Le comité ne peut ni recommander ni utiliser convenablement ce rapport en vue de procéder à un examen du projet de loi S-236. Les questions qui ne concernent que l’Île-du-Prince-Édouard et qui constituent l’unique objet du projet de loi S-236 ont été intégrées dans un examen national. L’examen national ne contient aucune analyse fiscale. De plus, il ne se penche pas sur les répercussions des autres solutions possibles pour les clients du régime d’assurance-emploi relativement à la prestation des services et, en particulier, à la dotation.
Le manque d’homogénéité dans le rapport est mis en évidence lorsque l’analyse est appliquée à l’Île-du-Prince-Édouard, sans aucune évaluation selon laquelle, dans le cas de l’application de ces limites, les personnes ont des qualifications et des prestations différentes de part et d’autre de la rue.
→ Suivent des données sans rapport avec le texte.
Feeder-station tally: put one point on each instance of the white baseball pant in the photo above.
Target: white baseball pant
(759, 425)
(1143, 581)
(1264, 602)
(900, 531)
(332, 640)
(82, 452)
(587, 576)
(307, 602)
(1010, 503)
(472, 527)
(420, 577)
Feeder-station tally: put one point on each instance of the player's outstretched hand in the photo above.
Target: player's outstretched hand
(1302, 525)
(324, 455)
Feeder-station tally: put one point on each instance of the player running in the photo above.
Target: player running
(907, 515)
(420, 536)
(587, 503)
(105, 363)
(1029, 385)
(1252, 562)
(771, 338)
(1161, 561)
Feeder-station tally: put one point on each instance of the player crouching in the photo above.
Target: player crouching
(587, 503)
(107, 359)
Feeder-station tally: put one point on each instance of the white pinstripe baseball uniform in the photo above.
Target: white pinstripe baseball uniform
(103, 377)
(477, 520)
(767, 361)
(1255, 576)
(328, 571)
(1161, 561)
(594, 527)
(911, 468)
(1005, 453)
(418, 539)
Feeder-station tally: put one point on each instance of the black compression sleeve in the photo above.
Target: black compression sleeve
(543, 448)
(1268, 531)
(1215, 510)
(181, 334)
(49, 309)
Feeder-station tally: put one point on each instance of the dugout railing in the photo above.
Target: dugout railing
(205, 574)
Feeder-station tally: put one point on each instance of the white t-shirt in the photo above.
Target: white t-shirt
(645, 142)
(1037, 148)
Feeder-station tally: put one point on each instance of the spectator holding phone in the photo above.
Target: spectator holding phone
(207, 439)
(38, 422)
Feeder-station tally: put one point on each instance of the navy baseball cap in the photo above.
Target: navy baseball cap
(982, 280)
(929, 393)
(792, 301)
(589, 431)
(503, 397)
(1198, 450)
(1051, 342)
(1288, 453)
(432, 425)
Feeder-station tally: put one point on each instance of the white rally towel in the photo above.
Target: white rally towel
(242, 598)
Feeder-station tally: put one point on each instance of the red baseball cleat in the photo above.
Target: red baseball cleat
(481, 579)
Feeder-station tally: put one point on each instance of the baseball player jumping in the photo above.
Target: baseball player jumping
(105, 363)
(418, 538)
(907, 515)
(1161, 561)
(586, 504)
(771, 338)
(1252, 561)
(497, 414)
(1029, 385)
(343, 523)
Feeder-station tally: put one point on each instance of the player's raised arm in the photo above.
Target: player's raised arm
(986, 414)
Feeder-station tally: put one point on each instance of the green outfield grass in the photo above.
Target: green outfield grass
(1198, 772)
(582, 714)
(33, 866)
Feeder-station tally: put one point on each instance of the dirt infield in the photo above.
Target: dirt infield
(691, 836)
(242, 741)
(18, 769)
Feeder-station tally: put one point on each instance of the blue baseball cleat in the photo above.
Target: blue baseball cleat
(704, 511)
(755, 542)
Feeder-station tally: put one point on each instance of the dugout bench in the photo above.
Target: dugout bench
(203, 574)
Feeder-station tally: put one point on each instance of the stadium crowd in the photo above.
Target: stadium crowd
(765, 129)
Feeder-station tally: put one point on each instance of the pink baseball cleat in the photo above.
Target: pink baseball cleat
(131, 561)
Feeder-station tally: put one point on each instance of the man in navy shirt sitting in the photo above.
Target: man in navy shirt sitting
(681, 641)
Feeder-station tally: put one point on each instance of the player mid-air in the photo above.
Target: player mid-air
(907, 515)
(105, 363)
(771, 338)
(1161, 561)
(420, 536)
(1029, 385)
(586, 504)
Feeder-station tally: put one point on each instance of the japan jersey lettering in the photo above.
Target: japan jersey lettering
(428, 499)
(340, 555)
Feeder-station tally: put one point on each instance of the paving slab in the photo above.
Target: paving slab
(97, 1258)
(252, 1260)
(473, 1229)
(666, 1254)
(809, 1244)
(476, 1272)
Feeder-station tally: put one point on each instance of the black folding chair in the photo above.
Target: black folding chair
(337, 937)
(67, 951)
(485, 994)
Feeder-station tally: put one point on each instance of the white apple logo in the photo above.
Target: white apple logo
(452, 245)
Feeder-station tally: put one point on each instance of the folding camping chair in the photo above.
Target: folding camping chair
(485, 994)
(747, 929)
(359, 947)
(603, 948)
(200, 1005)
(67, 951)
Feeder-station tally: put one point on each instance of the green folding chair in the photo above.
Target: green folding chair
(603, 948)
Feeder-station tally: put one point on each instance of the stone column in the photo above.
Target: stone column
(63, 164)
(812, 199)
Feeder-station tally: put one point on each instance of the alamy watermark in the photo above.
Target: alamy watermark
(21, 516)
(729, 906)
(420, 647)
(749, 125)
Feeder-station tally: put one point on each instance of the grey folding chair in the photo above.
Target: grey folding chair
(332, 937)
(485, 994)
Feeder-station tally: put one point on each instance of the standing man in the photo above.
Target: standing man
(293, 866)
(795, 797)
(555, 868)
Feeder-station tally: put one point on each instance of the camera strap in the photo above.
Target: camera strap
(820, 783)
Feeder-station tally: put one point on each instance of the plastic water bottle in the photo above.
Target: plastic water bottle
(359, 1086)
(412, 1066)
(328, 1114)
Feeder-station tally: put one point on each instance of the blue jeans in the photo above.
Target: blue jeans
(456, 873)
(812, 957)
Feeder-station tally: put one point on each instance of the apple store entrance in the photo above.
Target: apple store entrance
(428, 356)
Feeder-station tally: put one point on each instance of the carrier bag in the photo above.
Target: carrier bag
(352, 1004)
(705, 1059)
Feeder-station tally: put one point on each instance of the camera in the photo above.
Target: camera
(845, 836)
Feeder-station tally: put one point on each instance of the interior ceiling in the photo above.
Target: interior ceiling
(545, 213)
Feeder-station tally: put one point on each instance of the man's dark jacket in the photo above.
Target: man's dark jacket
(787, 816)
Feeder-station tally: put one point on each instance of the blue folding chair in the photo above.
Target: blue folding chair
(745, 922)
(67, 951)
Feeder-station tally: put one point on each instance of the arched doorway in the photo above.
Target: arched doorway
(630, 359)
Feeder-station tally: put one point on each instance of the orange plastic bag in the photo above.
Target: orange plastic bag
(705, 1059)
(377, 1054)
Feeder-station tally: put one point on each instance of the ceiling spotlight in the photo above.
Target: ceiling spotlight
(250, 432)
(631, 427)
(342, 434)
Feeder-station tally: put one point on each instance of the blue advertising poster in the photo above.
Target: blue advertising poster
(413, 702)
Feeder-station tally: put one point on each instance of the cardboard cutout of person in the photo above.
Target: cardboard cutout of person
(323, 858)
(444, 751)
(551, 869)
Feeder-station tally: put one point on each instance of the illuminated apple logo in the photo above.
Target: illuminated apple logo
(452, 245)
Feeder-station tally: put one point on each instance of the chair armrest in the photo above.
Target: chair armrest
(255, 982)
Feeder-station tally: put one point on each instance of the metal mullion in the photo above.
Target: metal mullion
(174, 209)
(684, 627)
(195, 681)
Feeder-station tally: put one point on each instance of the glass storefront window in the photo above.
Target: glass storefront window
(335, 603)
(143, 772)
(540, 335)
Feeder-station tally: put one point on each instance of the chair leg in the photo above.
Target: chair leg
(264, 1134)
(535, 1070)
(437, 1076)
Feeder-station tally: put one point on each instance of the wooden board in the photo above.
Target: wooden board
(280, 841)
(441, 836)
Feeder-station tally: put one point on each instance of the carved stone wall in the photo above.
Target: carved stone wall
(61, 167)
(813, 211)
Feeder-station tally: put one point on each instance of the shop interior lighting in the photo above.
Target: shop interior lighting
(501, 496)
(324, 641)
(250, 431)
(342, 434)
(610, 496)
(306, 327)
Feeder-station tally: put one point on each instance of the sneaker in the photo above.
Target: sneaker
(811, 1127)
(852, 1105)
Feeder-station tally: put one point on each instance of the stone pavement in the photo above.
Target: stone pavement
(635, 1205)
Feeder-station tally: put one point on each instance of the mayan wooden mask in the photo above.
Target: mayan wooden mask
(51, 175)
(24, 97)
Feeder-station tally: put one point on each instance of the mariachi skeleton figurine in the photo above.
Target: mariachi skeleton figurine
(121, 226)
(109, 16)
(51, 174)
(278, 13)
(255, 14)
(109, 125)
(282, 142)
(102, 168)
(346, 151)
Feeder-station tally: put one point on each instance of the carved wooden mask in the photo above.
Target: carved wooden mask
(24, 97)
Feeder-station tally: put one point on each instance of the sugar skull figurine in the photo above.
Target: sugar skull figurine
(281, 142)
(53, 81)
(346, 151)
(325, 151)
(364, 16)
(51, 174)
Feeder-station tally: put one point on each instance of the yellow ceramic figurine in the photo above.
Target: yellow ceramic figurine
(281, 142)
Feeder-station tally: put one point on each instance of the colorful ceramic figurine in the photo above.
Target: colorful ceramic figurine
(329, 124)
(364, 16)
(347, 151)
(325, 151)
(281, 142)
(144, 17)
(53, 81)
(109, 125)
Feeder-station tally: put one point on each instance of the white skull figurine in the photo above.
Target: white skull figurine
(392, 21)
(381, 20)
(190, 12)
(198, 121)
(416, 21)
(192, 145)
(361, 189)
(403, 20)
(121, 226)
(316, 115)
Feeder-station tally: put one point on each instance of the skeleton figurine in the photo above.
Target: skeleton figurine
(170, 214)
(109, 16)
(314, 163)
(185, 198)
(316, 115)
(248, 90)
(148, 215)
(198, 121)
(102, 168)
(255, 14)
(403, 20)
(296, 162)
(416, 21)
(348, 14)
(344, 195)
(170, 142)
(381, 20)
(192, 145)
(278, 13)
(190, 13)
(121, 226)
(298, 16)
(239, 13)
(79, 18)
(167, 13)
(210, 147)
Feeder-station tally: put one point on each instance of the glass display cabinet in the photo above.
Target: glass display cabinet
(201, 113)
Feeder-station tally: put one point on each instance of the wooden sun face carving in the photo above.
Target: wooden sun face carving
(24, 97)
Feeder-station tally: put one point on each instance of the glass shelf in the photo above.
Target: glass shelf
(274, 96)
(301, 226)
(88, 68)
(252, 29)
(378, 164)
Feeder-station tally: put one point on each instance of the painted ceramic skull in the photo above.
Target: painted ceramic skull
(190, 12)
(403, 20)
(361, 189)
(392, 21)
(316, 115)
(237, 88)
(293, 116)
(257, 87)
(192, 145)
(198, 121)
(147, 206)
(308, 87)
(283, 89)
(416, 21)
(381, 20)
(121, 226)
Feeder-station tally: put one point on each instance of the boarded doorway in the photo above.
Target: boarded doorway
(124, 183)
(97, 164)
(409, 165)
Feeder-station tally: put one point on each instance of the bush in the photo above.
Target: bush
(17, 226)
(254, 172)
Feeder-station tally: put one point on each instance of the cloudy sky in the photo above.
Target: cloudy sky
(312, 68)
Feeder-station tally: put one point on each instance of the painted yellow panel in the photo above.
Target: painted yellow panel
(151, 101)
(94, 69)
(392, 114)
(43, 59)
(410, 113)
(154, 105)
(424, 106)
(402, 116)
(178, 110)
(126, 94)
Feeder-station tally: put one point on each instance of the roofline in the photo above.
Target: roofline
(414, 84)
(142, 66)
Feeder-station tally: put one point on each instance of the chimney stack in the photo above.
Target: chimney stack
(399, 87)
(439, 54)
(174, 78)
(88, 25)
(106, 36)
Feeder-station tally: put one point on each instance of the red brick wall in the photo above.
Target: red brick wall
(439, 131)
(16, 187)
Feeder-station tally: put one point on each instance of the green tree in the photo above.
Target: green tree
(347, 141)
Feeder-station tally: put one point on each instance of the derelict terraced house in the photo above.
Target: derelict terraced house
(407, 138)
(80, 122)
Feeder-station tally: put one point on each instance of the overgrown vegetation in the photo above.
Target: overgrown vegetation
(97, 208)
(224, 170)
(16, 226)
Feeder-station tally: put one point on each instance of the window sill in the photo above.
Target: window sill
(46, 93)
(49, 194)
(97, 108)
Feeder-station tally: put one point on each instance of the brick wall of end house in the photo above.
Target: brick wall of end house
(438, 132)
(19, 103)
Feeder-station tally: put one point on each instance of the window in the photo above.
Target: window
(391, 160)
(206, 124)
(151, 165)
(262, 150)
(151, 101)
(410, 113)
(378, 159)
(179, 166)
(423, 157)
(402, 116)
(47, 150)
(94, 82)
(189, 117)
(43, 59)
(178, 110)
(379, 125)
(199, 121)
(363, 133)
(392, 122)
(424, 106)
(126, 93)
De plus, le rapport reposait sur le principe d’une réinitialisation des données tous les cinq ans plutôt que sur les données les plus récentes de Statistique Canada. Il n’est pas assez souple pour refléter ou reconnaître adéquatement les environnements socioéconomiques en évolution rapide. L’Île-du-Prince-Édouard en est un parfait exemple. Malgré la position d’Emploi et Développement social Canada, la situation en matière d’emploi à l’Île-du-Prince-Édouard a rapidement évoluée vers une situation de quasi plein emploi. Le régime d’assurance-emploi ne s’adapte pas assez rapidement aux circonstances actuelles et aux régions.
Actuellement, certaines régions manquent cruellement de main-d’œuvre et d’autres sont confrontées à de graves pénuries d’emplois, et le régime d’assurance-emploi ignore cette réalité. Cela est particulièrement évident dans le cas de l’Île-du-Prince-Édouard.